“He Spat in My Face, Then Scored 50 on My Team” — Red Auerbach Once Opened Up on Why He Never Liked Wilt Chamberlain, Calling Him the Most Disrespectful and Dangerous Man He Ever Coached Against
Red Auerbach built his legacy on discipline, strategy, and winning. The legendary Boston Celtics coach orchestrated one of the most dominant dynasties in NBA history, guiding the team to nine championships during his coaching tenure. But behind the victories and the trademark cigar smoke, Auerbach carried a grudge that never quite faded — against one man: Wilt Chamberlain.
In candid moments later in life, Red didn’t mince words when asked about Chamberlain.
“I never liked Wilt,” Auerbach once said. “He disrespected me every chance he got. He spat in my face — not literally, but with his mouth, with the way he talked. But then he’d back it up.”

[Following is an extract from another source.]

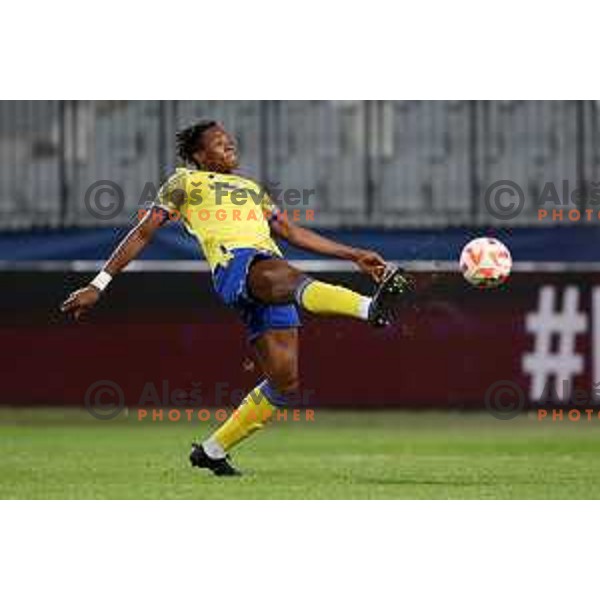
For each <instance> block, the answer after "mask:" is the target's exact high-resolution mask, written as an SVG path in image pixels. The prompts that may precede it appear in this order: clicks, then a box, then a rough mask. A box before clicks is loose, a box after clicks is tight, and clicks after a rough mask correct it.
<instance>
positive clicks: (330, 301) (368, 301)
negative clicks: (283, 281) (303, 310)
mask: <svg viewBox="0 0 600 600" xmlns="http://www.w3.org/2000/svg"><path fill="white" fill-rule="evenodd" d="M296 298H297V300H298V303H299V304H300V305H301V306H302V307H304V308H305V309H306V310H308V311H310V312H312V313H316V314H318V315H341V316H345V317H355V318H357V319H363V320H366V319H367V318H368V315H369V305H370V303H371V299H370V298H367V297H366V296H361V295H360V294H357V293H356V292H353V291H352V290H349V289H347V288H344V287H341V286H339V285H330V284H329V283H323V282H322V281H316V280H314V279H307V280H306V282H305V283H304V284H303V285H302V286H301V287H300V289H299V290H298V293H297V295H296Z"/></svg>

One moment in particular stuck with the Hall of Fame coach — the now-legendary game on January 28, 1962. Wilt Chamberlain, playing for the Philadelphia Warriors, swaggered into the Boston Garden with a storm in his eyes. He didn’t come to play basketball. He came to dominate.
“He walked up to me before the game, stared me dead in the face, and said, ‘Red, I’m going to drop 40 on your boys tonight.’ I laughed. I had Bill Russell. I had the best team in the league,” Auerbach recalled.

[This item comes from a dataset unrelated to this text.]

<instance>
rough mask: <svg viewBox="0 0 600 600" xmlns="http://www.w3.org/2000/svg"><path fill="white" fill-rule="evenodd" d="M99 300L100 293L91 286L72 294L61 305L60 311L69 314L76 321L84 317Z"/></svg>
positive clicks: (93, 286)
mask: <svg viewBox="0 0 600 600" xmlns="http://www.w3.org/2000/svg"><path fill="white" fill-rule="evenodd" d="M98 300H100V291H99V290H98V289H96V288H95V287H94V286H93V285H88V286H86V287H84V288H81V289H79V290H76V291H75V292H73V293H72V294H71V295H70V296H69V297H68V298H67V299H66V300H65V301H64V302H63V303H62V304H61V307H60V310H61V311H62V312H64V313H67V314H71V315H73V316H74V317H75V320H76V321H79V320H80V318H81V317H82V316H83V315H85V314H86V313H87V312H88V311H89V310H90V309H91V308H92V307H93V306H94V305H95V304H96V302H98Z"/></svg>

But the laugh didn’t last long.
That night, Chamberlain didn’t score 40 — he scored 50. He put up 50 points on the Celtics and walked off the court with the look of a man who just kept his word. Red never forgot the humiliation.
“He was a big talker, yeah. But he was also a big doer. That’s what made him dangerous,” Auerbach later admitted. “You couldn’t stop him when he decided the game was his. And the worst part was, he’d tell you he was going to take it from you — then do it.”
Their rivalry became one of the NBA’s most complex matchups — not just between Celtics and Warriors or Russell and Chamberlain, but between two giants of pride and power: Red Auerbach and Wilt Chamberlain.
Red, known for his fiery temper and unshakable confidence, rarely showed deference to anyone. But in Wilt, he saw a storm he couldn’t always contain.
“He never played by your rules. He played by his. And when Wilt set his mind to something, God help the team standing in his way.”
For all the animosity, there was an underlying respect. Auerbach may not have liked Wilt Chamberlain, but he feared him — and in the world of Red Auerbach, that was perhaps the highest form of acknowledgment.